在 c 中使用带有 ** 的指针

Question

I am very new to C and currently having some trouble with pointers and I am not sure if my logic is correct on this question clarification would be great.

Is the second expression legal? Why or Why not? What does it mean?

int** x = ....;
... **x ...

This is all the question gives and I came up with the following answer (I think its in the ballpark)

The int** x will initialize a pointer x to whatever address/value that is after the equal sign. **x ... will dereference the pointer to a value/variable

The question link that was proposed in the edit was just showing the difference between int* p and int *p which is nothing what i asked i understand this already.

Answer 1

int *x is a pointer to int . int** y defines y as a pointer to pointer to int , so it points to a pointer, and the latter points to an int . Example:

int n = 42;
int* x = &n; // points to n
int** y = &x; // points to x, which points to n

In this case y is a pointer to pointer.

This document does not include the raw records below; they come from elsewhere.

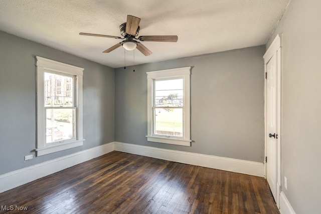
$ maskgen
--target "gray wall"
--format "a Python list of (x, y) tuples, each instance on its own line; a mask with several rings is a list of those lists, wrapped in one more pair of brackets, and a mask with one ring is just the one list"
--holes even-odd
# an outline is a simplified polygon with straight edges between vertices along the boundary
[[(115, 140), (263, 162), (265, 46), (116, 69)], [(147, 142), (146, 72), (192, 66), (192, 147)]]
[[(84, 68), (84, 145), (25, 161), (36, 147), (35, 56)], [(114, 69), (0, 32), (0, 174), (114, 141)]]
[(282, 190), (297, 213), (320, 213), (320, 1), (292, 0), (268, 43), (282, 34)]

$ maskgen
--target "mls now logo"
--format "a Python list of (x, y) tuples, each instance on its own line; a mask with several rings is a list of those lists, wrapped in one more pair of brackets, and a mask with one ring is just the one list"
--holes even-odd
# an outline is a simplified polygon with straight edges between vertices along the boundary
[(28, 206), (18, 206), (17, 205), (1, 205), (2, 210), (27, 210), (28, 209)]

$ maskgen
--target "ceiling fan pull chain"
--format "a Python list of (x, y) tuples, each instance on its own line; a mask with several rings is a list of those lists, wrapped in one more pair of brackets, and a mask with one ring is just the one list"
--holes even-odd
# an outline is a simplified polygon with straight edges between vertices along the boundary
[(124, 48), (124, 69), (126, 69), (126, 49)]
[(135, 49), (134, 49), (134, 70), (133, 71), (135, 72)]

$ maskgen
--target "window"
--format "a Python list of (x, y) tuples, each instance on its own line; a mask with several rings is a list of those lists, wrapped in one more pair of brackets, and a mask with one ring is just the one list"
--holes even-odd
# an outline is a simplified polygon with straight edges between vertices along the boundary
[(191, 146), (190, 69), (146, 72), (148, 141)]
[(37, 58), (37, 155), (83, 145), (83, 69)]

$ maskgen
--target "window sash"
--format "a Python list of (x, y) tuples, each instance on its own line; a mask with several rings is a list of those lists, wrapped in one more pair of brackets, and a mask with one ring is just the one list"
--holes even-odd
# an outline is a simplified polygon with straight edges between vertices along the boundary
[[(56, 125), (54, 123), (53, 124), (52, 124), (51, 126), (49, 125), (48, 126), (49, 127), (47, 127), (47, 120), (48, 120), (48, 115), (47, 115), (47, 110), (48, 109), (72, 109), (73, 110), (72, 112), (72, 121), (71, 121), (71, 128), (72, 128), (72, 134), (71, 134), (71, 136), (72, 137), (70, 137), (70, 138), (68, 138), (68, 139), (57, 139), (57, 140), (54, 140), (52, 141), (50, 141), (50, 142), (47, 142), (47, 138), (48, 137), (48, 135), (47, 135), (47, 129), (48, 128), (52, 128), (53, 129), (54, 129), (56, 127)], [(76, 107), (45, 107), (45, 111), (44, 111), (44, 113), (45, 113), (45, 119), (46, 119), (46, 122), (45, 122), (45, 127), (44, 127), (44, 129), (45, 129), (45, 132), (44, 132), (44, 134), (45, 134), (45, 136), (44, 136), (44, 139), (45, 139), (45, 145), (46, 146), (52, 146), (54, 145), (56, 145), (56, 144), (60, 144), (60, 143), (64, 143), (66, 142), (70, 142), (70, 141), (74, 141), (76, 140), (77, 139), (77, 126), (76, 126), (76, 124), (77, 124), (77, 108)], [(51, 121), (51, 122), (53, 122), (53, 121)], [(58, 124), (57, 125), (57, 127), (58, 128)], [(59, 128), (61, 128), (61, 127), (59, 127)], [(65, 134), (64, 132), (63, 132), (63, 133), (62, 133), (62, 134)], [(52, 137), (54, 137), (54, 133), (52, 133)]]
[[(39, 56), (36, 57), (37, 66), (37, 146), (35, 150), (36, 155), (45, 154), (62, 151), (67, 149), (81, 146), (83, 144), (83, 118), (82, 118), (82, 86), (84, 69), (76, 66), (55, 61)], [(45, 72), (58, 72), (60, 75), (69, 76), (74, 78), (73, 106), (65, 106), (68, 108), (76, 108), (75, 114), (75, 125), (77, 134), (75, 138), (70, 141), (53, 145), (47, 144), (45, 139), (46, 122), (45, 108)], [(46, 106), (53, 107), (53, 106)]]
[[(191, 146), (190, 71), (191, 67), (180, 68), (146, 72), (147, 79), (147, 134), (148, 141)], [(183, 106), (155, 105), (155, 81), (182, 79), (183, 80)], [(156, 109), (183, 110), (183, 136), (158, 135), (155, 133), (155, 110)]]
[[(168, 127), (169, 126), (168, 126), (168, 128), (165, 128), (165, 129), (163, 130), (156, 130), (156, 119), (155, 118), (155, 116), (156, 116), (156, 111), (157, 109), (182, 109), (182, 131), (181, 133), (182, 133), (182, 136), (180, 135), (178, 135), (177, 134), (178, 134), (178, 133), (179, 133), (178, 131), (177, 131), (177, 130), (175, 129), (175, 122), (171, 122), (171, 121), (162, 121), (162, 122), (163, 122), (163, 123), (168, 123), (170, 124), (173, 124), (173, 127), (172, 127), (173, 128), (173, 129), (170, 129), (171, 128), (171, 126), (169, 126), (170, 127)], [(183, 139), (183, 137), (184, 136), (184, 108), (183, 107), (153, 107), (153, 119), (152, 119), (152, 122), (153, 122), (153, 136), (160, 136), (160, 137), (170, 137), (170, 138), (178, 138), (178, 139)], [(167, 130), (166, 130), (167, 129)], [(160, 134), (160, 133), (156, 133), (157, 132), (157, 131), (163, 131), (164, 132), (164, 134)], [(173, 134), (171, 134), (171, 132), (173, 132)], [(177, 134), (175, 134), (175, 133), (177, 133)]]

First indirection *y gives you a pointer (in this case x ), then the second indirection dereferences the pointer x , so **y equals 42 .

Using typedef s makes everything looks simpler, and makes you realize that pointers are themselves variables as any other variables, the only exception being that they store addresses instead of numbers(values):

typedef int* pINT;

int n = 42;
pINT x = &n;
pINT* y = &x; // y is a pointer to a type pINT, i.e. pointer to pointer to int

Answer 2

If you use double * you are telling the compiler you want a pointer pointing to another pointer:

int x = 4;
int *pointer = &x;
int **pointer_pointer = &pointer;
printf("%d\n",**pointer_pointer); // This should print the 4